Tokens are minted from your agent-key settings page. Each token is bound to one agent key, and you can have several active at once (one per client is a clean default).

  1. Open your auth settings. If you are not signed in, you will be sent through login first.
  2. Pick an agent key (your owner key gives the token full access; a non-owner key obeys the task → project → key cascade).
  3. Name the token (e.g. claude-desktop) and click Generate token.
  4. Copy the revealed string immediately. It is only shown once — if you lose it, revoke the row and generate a new one.

2. Configure your client

Point any MCP client that supports the Streamable HTTP transport at the endpoint and pass your token in the Authorization header.

Claude Code (CLI)

claude mcp add --transport http sprawl \
  https://sprawl.today/mcp \
  --header "Authorization: Bearer YOUR_TOKEN_HERE"
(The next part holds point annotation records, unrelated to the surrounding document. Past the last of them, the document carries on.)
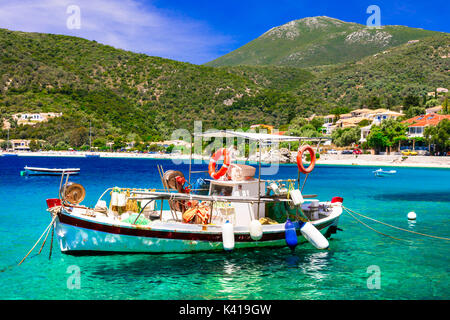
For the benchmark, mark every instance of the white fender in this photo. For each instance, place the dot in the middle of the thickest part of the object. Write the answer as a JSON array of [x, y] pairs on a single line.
[[114, 197], [228, 236], [314, 236], [255, 230], [122, 199], [296, 197]]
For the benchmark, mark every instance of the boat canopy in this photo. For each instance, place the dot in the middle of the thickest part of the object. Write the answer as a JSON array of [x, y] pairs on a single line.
[[261, 137]]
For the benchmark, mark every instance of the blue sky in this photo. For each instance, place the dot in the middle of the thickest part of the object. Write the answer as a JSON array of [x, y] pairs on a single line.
[[198, 31]]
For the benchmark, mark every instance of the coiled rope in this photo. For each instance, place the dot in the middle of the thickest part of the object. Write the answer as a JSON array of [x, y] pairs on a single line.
[[349, 211], [54, 212]]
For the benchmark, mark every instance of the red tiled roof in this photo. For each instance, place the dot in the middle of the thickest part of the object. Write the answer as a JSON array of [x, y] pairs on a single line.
[[431, 119]]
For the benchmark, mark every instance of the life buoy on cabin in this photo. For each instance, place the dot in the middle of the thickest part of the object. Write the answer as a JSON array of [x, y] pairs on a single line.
[[300, 162], [213, 161]]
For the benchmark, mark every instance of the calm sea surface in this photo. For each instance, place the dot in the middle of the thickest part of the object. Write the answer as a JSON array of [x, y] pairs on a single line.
[[414, 269]]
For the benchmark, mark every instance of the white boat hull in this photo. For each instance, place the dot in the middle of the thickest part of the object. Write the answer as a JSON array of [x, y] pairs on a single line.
[[84, 235]]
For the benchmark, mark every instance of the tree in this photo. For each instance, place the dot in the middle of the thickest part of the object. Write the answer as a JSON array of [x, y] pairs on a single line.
[[414, 112], [374, 103], [34, 145], [376, 139], [411, 101], [439, 135], [346, 137], [79, 137], [394, 131]]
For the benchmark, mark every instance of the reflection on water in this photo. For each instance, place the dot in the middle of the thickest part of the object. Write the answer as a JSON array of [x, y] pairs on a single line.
[[414, 196], [417, 269]]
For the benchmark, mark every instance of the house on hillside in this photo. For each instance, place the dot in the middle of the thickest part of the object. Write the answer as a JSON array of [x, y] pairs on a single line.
[[377, 117], [435, 109], [417, 125], [267, 127], [328, 123], [34, 118], [20, 145]]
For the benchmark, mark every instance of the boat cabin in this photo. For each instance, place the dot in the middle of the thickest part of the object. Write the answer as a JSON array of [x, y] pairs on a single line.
[[237, 212]]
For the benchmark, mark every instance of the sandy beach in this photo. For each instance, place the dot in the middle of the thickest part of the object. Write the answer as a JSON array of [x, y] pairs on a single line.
[[325, 159]]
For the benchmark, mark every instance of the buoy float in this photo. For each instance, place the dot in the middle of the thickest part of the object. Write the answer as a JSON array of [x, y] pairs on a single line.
[[412, 215], [313, 235], [228, 236], [290, 234], [255, 230], [115, 197]]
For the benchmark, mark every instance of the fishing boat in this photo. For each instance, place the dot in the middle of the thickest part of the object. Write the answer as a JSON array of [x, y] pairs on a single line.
[[92, 155], [384, 173], [48, 172], [230, 210]]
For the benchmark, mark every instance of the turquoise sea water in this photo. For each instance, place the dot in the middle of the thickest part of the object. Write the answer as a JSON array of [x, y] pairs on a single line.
[[414, 269]]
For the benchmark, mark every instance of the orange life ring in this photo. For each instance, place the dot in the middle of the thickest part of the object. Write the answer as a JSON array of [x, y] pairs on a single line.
[[300, 162], [212, 163]]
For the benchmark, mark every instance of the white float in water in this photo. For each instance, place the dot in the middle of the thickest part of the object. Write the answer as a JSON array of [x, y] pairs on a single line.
[[412, 215], [296, 197], [314, 236], [255, 230], [228, 236]]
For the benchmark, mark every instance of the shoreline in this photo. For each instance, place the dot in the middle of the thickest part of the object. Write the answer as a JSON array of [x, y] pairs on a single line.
[[325, 159]]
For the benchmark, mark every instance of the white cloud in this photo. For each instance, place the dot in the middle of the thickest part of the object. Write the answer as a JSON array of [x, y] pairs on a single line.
[[125, 24]]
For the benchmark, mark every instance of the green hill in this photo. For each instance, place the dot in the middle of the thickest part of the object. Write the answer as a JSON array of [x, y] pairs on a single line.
[[318, 41], [124, 93], [129, 96], [409, 69]]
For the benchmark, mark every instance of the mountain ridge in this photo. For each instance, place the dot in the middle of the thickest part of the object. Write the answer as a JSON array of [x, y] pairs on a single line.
[[321, 40]]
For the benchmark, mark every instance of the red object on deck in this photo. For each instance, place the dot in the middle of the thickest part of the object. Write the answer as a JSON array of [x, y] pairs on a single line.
[[337, 199], [53, 203]]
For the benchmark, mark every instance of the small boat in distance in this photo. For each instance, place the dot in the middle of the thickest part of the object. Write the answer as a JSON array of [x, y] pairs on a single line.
[[382, 173], [48, 172]]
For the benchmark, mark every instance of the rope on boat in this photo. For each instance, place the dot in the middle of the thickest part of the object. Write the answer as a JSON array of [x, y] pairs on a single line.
[[54, 212], [45, 231], [410, 231], [364, 224]]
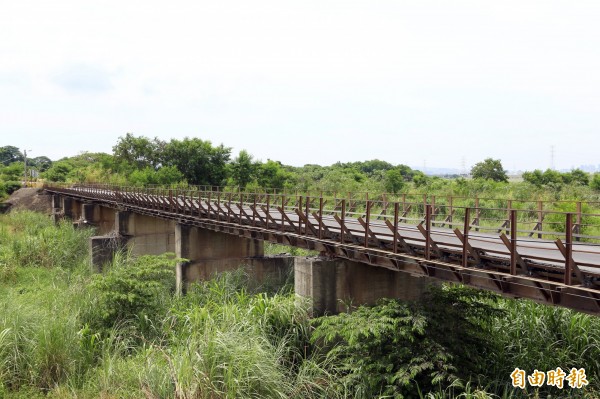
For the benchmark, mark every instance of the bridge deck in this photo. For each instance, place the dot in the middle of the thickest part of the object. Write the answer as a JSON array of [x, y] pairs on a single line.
[[514, 265]]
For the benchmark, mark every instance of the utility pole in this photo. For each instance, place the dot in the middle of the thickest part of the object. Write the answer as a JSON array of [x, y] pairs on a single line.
[[25, 168]]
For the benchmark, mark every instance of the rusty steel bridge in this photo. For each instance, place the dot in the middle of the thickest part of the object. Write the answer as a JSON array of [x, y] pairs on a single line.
[[541, 250]]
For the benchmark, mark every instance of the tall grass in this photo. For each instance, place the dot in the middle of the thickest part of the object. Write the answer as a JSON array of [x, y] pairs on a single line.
[[221, 340]]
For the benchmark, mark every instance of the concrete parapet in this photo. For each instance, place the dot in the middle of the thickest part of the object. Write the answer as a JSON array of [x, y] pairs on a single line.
[[103, 249], [335, 284], [209, 252], [148, 235]]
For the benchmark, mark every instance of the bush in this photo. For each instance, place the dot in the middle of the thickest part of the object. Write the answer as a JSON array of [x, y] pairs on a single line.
[[395, 348], [133, 290]]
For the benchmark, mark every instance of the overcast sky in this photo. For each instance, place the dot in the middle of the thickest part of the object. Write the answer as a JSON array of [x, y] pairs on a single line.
[[408, 82]]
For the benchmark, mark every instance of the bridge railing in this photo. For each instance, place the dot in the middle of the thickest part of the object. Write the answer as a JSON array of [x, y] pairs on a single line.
[[442, 229]]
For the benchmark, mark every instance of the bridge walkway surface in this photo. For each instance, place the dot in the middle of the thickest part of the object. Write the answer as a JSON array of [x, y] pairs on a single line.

JSON config (Cursor, custom clients)

Most HTTP-capable MCP clients accept a config shape like this:

{
  "mcpServers": {
    "sprawl": {
      "url": "https://sprawl.today/mcp",
      "headers": {
        "Authorization": "Bearer YOUR_TOKEN_HERE"
      }
    }
  }
}

Claude Desktop currently only ships with stdio transport in its config UI. To connect it to a remote Streamable HTTP server like Sprawl, wrap the URL with a small bridge (e.g. npx @modelcontextprotocol/mcp-remote) until first-class HTTP support lands.

3. Smoke test

Before plugging the token into a client, confirm the endpoint sees it:

TOKEN=<paste your token>
curl -s -X POST https://sprawl.today/mcp \
  -H "Authorization: Bearer $TOKEN" \
  -H "Content-Type: application/json" \
  -d '{"jsonrpc":"2.0","id":1,"method":"tools/list"}' | jq

A successful call returns the full tool catalogue. Swap tools/list for tools/call + {"name":"task_list","arguments":{}} to exercise a tool.

Permissions

The token's bound agent key decides what the MCP client can see and do:

  • Owner key — full access to every task, project, and setting on your account.
  • Non-owner key — access is resolved per resource via the cascade task override → project override → key default. You set those overrides from the project side-panel on /tasks and on the agent key itself in /auth-settings.
  • Theme settings are deliberately not exposed as MCP tools — an LLM has no business mutating your appearance.

Revoke or rotate

  • Revoke a single token — delete the row from /auth-settings. The next request from any client using it fails immediately.
  • Revoke every token under a key — deleting a non-owner agent key cascades to all tokens issued under it.
  • Rotating an agent key's secret does not invalidate MCP tokens. MCP only reads the bearer; only deleting the token row revokes MCP access.